First, we observed a decrease of the protein steady-state levels associated with both c.-79C>T and c.-68G>A variants in transfected HeLa cells, reduced to 17% and 42% relative to the WT, respectively (Fig. 1c and Supplementary Figs. 1a and 2a). Interestingly, the published variant c.-10C>T was also associated with a decrease of endoglin levels in our assay (ENG levels ~32%; Fig. 1c and Supplementary Figs. 1a and 2b). Moreover, we observed a drastic effect (<10% of WT levels) associated with c.-142A>T and c.-127C>T variants and a very moderate effect (~80% of WT levels) observed with the c.-9G>A. RT-qPCR results on RNAs extracted from transfected cells showed similar levels of ENG between WT and variants (Supplementary Figs. 1b and 2b, c).

Similar results were obtained after overexpression of ENG variants in human umbilical vein endothelial cells (HUVECs). One can assume that protein levels obtained with the empty vector (C- on Fig. 1d) reflect the endogenous levels of endoglin and are not disturbed by the transduction. Thus, western blot analysis on total proteins extracted from transduced cells revealed drastic effects for c.-142A>T and c.-127C>T variants with similar levels to those of the endogenous endoglin (Fig. 1d and Supplementary Figs. 1c, d and 2d), followed by c.-79C>T with slightly higher levels (around 40% of WT levels), and then c.-68G>A associated with less pronounced effect (around 60% of WT levels).

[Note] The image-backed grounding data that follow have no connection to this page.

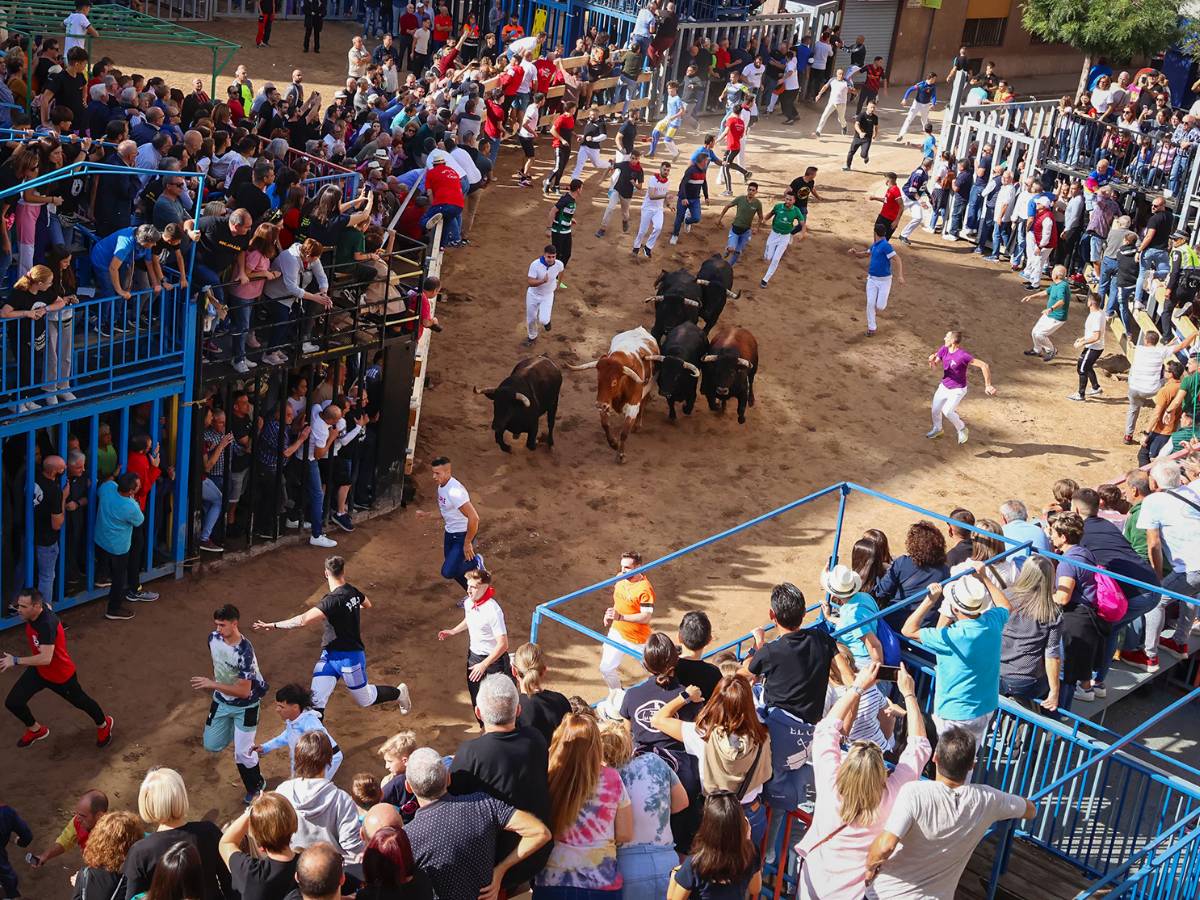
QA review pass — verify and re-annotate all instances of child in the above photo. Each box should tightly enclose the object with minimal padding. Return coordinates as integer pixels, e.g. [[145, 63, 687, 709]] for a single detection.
[[351, 773, 382, 822], [0, 804, 32, 899], [1097, 483, 1130, 528], [921, 123, 937, 160], [1022, 264, 1070, 361], [1043, 478, 1079, 522], [378, 731, 418, 821]]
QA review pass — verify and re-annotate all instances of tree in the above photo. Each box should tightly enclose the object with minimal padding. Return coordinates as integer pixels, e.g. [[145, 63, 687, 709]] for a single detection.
[[1021, 0, 1182, 97]]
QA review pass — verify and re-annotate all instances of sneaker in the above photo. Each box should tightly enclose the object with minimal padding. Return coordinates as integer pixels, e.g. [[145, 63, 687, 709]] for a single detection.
[[16, 401, 41, 413], [1161, 636, 1191, 656], [1066, 392, 1085, 401], [631, 246, 640, 256], [232, 360, 252, 374], [353, 501, 373, 512], [17, 725, 50, 747], [1092, 682, 1108, 698], [1043, 349, 1058, 362], [842, 165, 851, 171], [199, 539, 224, 553], [943, 232, 959, 241], [1120, 649, 1160, 672], [595, 227, 606, 238], [543, 321, 551, 332], [1074, 683, 1096, 702], [1123, 434, 1135, 445], [744, 170, 753, 183], [643, 247, 652, 259], [720, 189, 733, 197], [285, 518, 300, 529], [1023, 349, 1041, 356], [1086, 386, 1103, 397], [332, 512, 355, 533], [622, 220, 629, 234], [94, 578, 112, 589], [97, 715, 114, 747], [957, 428, 969, 445], [126, 590, 159, 602], [926, 428, 943, 439], [243, 777, 266, 805], [899, 236, 912, 246], [760, 279, 768, 288], [310, 535, 338, 548], [42, 394, 58, 406], [59, 391, 77, 402], [104, 605, 135, 621], [397, 682, 412, 714], [301, 341, 320, 354], [669, 235, 678, 245]]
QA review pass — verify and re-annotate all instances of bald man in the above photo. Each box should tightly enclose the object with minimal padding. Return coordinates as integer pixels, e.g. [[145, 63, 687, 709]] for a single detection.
[[295, 842, 344, 900], [361, 801, 402, 843], [35, 456, 67, 605], [28, 789, 108, 868]]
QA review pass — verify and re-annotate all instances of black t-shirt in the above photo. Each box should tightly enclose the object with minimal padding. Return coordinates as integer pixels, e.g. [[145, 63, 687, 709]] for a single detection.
[[231, 413, 253, 473], [302, 212, 350, 251], [197, 214, 250, 273], [34, 473, 63, 547], [516, 690, 570, 744], [848, 42, 866, 67], [47, 69, 86, 123], [675, 657, 722, 700], [318, 583, 366, 651], [123, 821, 230, 900], [745, 627, 838, 723], [230, 851, 297, 900], [675, 855, 761, 900], [1081, 516, 1160, 589], [789, 175, 816, 212], [356, 874, 437, 900], [232, 181, 271, 224], [1144, 210, 1173, 250], [946, 538, 973, 566], [619, 676, 700, 753], [613, 160, 644, 198], [618, 120, 637, 154], [52, 169, 89, 216], [7, 288, 47, 350], [951, 54, 970, 73], [855, 112, 878, 140], [73, 865, 125, 900], [382, 773, 419, 822], [449, 726, 551, 823]]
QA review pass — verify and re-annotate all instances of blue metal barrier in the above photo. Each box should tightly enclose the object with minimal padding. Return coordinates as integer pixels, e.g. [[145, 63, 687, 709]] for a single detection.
[[302, 170, 363, 202]]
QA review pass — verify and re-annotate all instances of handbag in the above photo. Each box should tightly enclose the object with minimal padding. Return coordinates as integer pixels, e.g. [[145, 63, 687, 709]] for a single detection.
[[1094, 565, 1128, 623]]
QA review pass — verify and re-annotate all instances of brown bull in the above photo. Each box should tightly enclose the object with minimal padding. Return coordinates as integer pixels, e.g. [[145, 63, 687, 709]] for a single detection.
[[566, 326, 659, 461]]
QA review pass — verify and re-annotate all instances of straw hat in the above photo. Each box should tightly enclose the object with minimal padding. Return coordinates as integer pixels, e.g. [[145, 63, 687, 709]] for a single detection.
[[820, 564, 863, 600], [946, 575, 990, 616]]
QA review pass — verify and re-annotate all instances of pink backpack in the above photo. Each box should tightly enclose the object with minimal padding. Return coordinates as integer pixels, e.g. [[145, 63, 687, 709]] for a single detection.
[[1095, 567, 1128, 623]]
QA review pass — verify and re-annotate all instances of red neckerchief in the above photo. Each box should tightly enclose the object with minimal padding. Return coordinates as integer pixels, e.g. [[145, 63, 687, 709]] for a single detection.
[[654, 173, 669, 183], [472, 585, 496, 608]]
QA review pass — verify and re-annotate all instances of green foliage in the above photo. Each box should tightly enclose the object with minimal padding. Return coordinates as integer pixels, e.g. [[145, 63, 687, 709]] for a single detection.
[[1020, 0, 1182, 60]]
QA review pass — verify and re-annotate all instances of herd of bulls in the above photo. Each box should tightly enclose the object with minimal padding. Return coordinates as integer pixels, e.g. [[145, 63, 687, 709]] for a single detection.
[[474, 254, 760, 462]]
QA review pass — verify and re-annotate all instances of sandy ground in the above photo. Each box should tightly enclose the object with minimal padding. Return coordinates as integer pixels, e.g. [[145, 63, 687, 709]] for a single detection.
[[6, 23, 1145, 895]]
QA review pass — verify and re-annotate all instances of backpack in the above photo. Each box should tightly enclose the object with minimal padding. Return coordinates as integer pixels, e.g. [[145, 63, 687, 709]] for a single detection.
[[1094, 566, 1128, 622]]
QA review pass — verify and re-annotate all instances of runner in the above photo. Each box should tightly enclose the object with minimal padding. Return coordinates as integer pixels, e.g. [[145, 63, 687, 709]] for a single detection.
[[848, 222, 905, 336], [569, 105, 607, 182], [598, 551, 655, 695], [253, 682, 344, 778], [190, 604, 269, 804], [669, 153, 709, 245], [716, 100, 751, 196], [597, 149, 643, 238], [844, 100, 879, 171], [926, 330, 998, 444], [869, 172, 903, 238], [524, 245, 564, 346], [542, 101, 576, 195], [548, 180, 581, 266], [1, 588, 113, 749], [760, 189, 807, 288], [430, 456, 483, 590], [632, 162, 673, 259], [515, 91, 544, 188], [648, 80, 684, 159], [718, 181, 764, 265], [253, 556, 411, 718], [898, 158, 934, 245], [814, 67, 851, 137], [897, 72, 939, 142]]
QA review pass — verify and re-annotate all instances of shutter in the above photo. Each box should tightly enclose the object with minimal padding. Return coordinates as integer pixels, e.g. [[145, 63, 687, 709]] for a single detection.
[[965, 0, 1012, 18], [835, 0, 900, 71]]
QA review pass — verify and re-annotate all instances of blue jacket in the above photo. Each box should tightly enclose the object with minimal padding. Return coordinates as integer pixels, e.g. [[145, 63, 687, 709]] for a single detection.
[[95, 480, 144, 555], [0, 805, 32, 870], [874, 555, 950, 628]]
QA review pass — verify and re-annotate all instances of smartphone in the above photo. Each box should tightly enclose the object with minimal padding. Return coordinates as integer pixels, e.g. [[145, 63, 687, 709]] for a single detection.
[[877, 665, 901, 682]]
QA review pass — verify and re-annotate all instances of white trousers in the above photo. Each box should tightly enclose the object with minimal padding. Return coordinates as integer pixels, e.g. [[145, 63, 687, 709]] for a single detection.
[[866, 275, 892, 331], [898, 101, 932, 139], [599, 626, 647, 691], [762, 231, 791, 284], [634, 205, 665, 250], [931, 383, 968, 434], [1031, 314, 1065, 354], [601, 192, 631, 229], [1024, 244, 1052, 286], [571, 146, 605, 181], [900, 195, 925, 240], [46, 317, 74, 390], [525, 289, 555, 340], [816, 98, 847, 133]]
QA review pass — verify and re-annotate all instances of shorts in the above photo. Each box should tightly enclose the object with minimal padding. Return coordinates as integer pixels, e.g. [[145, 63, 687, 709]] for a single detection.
[[228, 468, 249, 501], [513, 92, 531, 113], [313, 648, 369, 689], [653, 117, 678, 137], [519, 137, 535, 158], [202, 697, 260, 752], [332, 457, 354, 487], [1089, 233, 1105, 263]]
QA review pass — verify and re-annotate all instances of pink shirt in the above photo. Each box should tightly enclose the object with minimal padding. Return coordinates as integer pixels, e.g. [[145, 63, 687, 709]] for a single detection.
[[230, 249, 271, 300], [795, 714, 931, 900]]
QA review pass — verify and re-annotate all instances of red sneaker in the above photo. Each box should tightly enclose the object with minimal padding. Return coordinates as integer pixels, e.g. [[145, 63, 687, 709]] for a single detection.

Finally, we assessed the effect of ENG variants in the context of the promoter in a luciferase assay. We used this assay in order to study the potential effect of ENG variants on luciferase activity by altering the promoter activity and/or the translational mechanism in HeLa cells24,25. We observed a decrease of the luciferase activity with the tested variants (c.-142A>T; c.-79C>T and c.-68G>A; Fig. 1e). Importantly, the levels of luciferase appeared correlated to the protein levels detected for the same variants in the previous assays. At least for these variants, one could assume that the obtained effect on luciferase activity is related to the predicted uoORFs, also observed in the context of the pGL3b-(ENG)-luciferase construct. Again, these results show the alteration of ENG levels by the analyzed variants, in concordance with the two previous assays.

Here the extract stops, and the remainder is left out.